六の輪 1
目を開けて見えた、灰色の髪に、唇を震わせる。
「ペトラ……」
ライの小さな声が聞こえたのか、ベッドの側に座って編み物をしていた曾祖母ペトラは、ライの方へその皺一つ無い顔を向けて微笑んだ。
「まだ、熱が高いわね」
何時に無く優しい声とともに、ペトラの冷たい指がライの額を撫でる。
「もうしばらく、眠っていた方が良いわ」
ペトラの言葉に、ライは素直に頷いた。だが、懸念が一つ。
「ユニ、は?」
ライの身体に毛布を掛けるペトラに、それだけ尋ねる。
「元気よ。幻獣化してたにしては、体力も奪われてないし」
ライの問いに、ペトラは普段通りの、どこか冷めた笑みを浮かべた。
「寧ろあなたの方がだめね」
動かせるようになったら最南伯領に戻すよう、ルフから言われている。体力の回復の為に、しばらく、眠っていなさい。もう一度言われた、ペトラの言葉に、再び頷く。だが、ノックもなく部屋に入ってきた人物が遠くに見え、ライは首を動かした。
「元気か?」
ベッド側に現れた人物、従兄のゼーレに、こくんと頷く。しかし何故、ゼーレは、鎧を身につけているのだろうか? 疑問が、ライの心を掴む。ここは南の国の王宮。ゼーレにとっては、本拠地のはずなのに。ライの疑問は、悲しく解けた。
「親父が、ルフ王が、国境近くに軍を進めた」
ゼーレの鎧を見詰めるライの視線に気付いたのか、言葉少なに、ゼーレが説明を始める。南の国の王宮が、皇国に敵対するものを滅ぼす為に現れるという幻獣に攻撃されたこと、そしてその幻獣が、南の国だけでなく皇国の各地に一斉に現れたという報告を受けた南の国の王ルフは、国の戦力を半分に分け、半分をゼーレに任せて王宮と王都の守りとし、自らは残りの半分を率いて皇国との国境沿いに向かった。その目的は、自身が治める国土と人民を守ること。そして、まだ皇国に残る伯母イーディケとその息子ルードを、南の国に滞在する皇女サジャと皇子ユニ、皇王の二人の子供と交換する、交渉をする為。
「ダメ!」
ゼーレの言葉に、思わず叫んで身を起こす。サジャとユニを皇国に帰してしまったら、二人は幻獣にされてしまう。たまたま、ユニは助けることができたが、幻獣にされた者を助けることが難しいことは、第一皇子ノルドの件で分かっている。幻獣化される前に、テムのように力を奪われ、苦悶のうちに命を落とす可能性も、あるのだ。

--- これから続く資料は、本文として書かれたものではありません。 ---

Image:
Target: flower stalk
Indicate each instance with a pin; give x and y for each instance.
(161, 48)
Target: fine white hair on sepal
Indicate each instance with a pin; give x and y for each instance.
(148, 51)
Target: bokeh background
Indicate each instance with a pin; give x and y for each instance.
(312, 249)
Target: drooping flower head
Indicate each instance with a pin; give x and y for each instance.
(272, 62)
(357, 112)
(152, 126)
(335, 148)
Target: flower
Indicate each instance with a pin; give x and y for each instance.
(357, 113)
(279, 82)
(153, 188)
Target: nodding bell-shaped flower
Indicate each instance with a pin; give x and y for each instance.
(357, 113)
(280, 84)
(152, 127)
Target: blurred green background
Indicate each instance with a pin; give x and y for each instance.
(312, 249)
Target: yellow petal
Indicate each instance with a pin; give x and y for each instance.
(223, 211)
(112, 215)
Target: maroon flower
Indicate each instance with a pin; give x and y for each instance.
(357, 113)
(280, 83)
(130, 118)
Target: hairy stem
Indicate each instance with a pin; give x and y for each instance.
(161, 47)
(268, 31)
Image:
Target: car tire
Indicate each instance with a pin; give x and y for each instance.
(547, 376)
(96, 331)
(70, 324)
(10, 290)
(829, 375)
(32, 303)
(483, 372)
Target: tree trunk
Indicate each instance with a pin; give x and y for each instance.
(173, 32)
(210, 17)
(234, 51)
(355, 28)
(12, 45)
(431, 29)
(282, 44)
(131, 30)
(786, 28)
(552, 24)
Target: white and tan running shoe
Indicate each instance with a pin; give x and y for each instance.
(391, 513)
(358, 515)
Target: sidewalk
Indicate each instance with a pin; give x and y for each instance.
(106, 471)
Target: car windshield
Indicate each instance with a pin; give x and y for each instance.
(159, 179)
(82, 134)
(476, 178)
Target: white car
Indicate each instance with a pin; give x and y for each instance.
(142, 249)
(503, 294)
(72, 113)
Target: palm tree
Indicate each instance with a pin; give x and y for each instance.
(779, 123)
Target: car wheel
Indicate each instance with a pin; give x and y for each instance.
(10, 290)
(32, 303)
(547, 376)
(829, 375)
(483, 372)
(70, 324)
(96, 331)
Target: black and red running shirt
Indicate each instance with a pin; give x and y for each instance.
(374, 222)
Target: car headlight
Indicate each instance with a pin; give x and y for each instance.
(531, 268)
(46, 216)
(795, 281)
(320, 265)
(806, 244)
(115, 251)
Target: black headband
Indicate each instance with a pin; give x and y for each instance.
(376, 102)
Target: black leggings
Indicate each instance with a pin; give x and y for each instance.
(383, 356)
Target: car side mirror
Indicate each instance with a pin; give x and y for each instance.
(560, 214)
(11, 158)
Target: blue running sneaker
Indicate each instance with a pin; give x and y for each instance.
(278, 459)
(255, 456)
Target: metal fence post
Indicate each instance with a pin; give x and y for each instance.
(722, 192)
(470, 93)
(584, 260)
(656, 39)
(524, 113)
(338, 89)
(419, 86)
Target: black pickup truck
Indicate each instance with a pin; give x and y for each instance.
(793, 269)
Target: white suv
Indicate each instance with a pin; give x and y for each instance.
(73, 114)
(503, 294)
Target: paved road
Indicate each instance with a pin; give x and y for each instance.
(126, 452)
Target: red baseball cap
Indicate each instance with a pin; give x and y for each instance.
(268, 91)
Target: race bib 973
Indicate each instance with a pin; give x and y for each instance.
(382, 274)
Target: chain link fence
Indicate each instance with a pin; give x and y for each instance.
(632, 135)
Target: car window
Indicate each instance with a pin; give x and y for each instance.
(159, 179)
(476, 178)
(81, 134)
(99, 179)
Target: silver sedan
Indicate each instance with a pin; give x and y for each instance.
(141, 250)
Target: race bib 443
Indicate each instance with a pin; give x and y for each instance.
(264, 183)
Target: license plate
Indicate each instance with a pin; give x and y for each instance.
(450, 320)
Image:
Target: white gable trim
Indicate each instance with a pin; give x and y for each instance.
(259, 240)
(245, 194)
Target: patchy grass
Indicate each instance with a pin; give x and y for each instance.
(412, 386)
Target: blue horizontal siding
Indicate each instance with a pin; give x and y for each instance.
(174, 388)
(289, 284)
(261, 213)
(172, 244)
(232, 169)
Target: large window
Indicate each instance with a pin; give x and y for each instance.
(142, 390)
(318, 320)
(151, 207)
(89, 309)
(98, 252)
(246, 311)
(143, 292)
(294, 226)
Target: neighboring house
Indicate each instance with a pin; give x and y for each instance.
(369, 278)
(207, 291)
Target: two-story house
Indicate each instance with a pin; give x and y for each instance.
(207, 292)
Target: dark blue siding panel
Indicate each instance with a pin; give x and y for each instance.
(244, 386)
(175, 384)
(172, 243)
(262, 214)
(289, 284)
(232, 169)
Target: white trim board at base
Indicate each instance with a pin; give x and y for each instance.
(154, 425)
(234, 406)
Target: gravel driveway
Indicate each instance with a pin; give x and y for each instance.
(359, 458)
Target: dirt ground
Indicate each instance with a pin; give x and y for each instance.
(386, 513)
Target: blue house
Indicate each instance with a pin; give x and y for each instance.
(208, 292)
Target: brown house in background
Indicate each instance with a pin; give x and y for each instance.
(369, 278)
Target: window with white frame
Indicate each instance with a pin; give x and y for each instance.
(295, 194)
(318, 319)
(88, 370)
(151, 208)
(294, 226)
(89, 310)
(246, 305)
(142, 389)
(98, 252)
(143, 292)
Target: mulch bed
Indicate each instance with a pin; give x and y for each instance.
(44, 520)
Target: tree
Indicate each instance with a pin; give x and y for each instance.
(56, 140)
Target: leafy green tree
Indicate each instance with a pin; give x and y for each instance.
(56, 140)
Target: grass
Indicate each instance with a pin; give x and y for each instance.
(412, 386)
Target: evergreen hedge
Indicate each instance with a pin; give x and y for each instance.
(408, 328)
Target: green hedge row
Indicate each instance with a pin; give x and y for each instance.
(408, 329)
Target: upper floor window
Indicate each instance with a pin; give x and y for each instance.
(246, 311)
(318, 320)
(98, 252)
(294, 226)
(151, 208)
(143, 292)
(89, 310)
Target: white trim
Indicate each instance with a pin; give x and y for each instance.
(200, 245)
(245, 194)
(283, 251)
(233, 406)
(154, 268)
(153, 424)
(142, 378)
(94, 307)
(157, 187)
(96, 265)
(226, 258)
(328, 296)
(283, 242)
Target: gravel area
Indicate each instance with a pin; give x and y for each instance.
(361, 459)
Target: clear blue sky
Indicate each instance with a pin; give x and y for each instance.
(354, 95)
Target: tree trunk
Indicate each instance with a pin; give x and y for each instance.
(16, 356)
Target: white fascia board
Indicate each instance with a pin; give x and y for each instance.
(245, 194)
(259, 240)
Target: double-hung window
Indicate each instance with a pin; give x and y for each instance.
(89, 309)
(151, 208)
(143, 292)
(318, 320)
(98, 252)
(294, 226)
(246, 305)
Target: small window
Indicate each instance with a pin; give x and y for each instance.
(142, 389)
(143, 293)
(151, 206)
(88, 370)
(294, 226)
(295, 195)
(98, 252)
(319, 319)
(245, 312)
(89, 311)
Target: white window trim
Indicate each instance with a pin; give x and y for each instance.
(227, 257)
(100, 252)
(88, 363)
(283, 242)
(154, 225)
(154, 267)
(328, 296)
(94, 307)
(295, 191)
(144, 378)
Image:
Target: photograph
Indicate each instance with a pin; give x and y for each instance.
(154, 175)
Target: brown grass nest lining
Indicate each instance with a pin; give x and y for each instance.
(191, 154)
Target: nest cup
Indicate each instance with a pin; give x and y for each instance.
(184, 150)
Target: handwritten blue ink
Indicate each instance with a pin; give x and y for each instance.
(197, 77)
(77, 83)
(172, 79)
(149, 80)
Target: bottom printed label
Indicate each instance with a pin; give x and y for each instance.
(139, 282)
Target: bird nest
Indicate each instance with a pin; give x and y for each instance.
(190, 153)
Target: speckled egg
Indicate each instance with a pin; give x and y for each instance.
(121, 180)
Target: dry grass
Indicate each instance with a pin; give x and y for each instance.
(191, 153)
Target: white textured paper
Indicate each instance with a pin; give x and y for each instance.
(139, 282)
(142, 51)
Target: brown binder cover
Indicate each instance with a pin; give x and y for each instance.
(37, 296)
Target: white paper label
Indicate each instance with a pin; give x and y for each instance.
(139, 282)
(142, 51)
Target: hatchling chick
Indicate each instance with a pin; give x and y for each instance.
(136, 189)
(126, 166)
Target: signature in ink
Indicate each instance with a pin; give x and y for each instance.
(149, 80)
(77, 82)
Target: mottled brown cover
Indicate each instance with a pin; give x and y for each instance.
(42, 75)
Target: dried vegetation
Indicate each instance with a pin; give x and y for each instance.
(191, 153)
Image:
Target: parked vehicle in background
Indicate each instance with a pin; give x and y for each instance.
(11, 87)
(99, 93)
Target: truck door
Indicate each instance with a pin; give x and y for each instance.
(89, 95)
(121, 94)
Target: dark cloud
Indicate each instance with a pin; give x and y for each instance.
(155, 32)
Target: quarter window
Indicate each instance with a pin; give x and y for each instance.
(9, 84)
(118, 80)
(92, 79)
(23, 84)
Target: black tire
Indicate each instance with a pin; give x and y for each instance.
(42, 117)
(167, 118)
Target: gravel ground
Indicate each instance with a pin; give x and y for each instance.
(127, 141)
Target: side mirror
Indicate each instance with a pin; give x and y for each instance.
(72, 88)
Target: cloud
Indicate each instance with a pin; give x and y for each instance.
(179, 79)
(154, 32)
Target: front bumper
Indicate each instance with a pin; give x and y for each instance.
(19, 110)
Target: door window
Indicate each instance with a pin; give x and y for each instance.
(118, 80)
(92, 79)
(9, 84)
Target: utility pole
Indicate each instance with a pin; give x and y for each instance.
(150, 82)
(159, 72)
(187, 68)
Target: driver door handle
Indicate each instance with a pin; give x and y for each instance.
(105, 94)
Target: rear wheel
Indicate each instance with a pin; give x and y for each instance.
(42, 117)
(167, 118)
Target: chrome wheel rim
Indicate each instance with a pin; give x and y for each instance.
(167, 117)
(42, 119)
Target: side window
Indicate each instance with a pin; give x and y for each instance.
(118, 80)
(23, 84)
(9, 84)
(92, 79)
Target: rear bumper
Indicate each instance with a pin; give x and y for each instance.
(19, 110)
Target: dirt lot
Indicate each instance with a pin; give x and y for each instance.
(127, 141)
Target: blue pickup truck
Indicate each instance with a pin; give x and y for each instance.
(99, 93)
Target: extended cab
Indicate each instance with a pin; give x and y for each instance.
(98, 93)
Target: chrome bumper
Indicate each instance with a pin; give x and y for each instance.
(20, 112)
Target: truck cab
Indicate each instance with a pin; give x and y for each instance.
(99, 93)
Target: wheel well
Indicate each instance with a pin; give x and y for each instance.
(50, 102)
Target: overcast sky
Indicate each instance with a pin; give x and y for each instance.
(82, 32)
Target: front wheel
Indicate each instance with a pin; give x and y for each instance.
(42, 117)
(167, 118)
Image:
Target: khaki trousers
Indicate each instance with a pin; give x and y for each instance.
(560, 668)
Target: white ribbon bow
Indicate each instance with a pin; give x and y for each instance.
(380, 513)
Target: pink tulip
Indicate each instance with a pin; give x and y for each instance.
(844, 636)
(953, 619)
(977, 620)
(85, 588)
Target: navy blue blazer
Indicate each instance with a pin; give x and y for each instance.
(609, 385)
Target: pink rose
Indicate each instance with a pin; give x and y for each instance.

だが。ベッドから飛び出そうとしたライの身体は、すぐに力を失ってしまう。
「分かってる」
ぐったりとベッドに横たわってしまったライの額を、ペトラの優しい指が撫でた。
「でも、熱が下がってから」
曾祖母であり、育ての親でもあるペトラの言葉には、ライを大人しくさせる力が、確かにある。それでも渋々、ライはペトラに頷き、そしてゆっくりと、目を閉じた。